Usenet is much more consistent and works better with automation software like radarr and sonarr. It's all scene naming so you are less likely to pickup something joe blow made poorly. It is also much easier to find older things since you aren't relying on active seeders.
It's safer because it's not illegal to download said files, just distribute them. Also no one cares about Usenet.
Never had a problem with quality, I have minimum and maximum quality settings configured for different profiles.
That said, it might be worth looking into Stremio and Debride. I've been seeing that pop up lately and it's mostly torrent based.
One piece of advice if you go usenet, for good performance you want two accounts. Your main account and a secondary account on a different backbone provider. There are a lot of resellers, so make sure the parents are different. This is because they get a ton of takedown notices, so you might get holes here and there in the rars. But you can usually pick those up from your secondary. The software handles this automatically but you need the accounts.
Usually your main is some kind of unlimited subscription and the backup is a block account where you pay for a chunk of data at a time, but you do you.

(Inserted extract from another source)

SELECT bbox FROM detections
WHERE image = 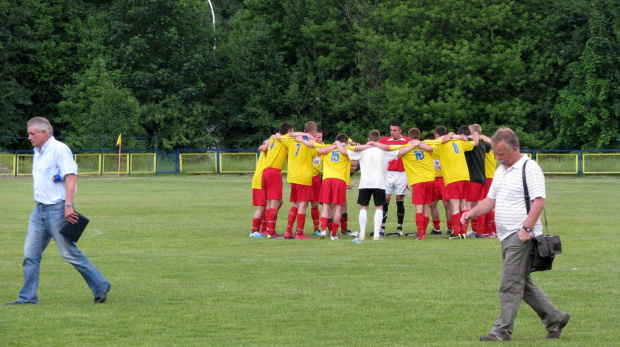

Just a correction on this point. With a debrid service, it's not actually torrent-based – not in the sense that at any point you'd be utilising any p2p traffic/mechanisms. It relies on torrenting activity in a different sense, in that what you download is encrypted DDL files from the debrid provider's central cache, whose origin is in torrents. And if there's no files meeting your search query stored already in the cache, but which are available through public trackers, then you'd request the service downloads the torrent to its cache. So at no point are you accessing peers. Worth noting that afaik, this is all for public trackers, not private.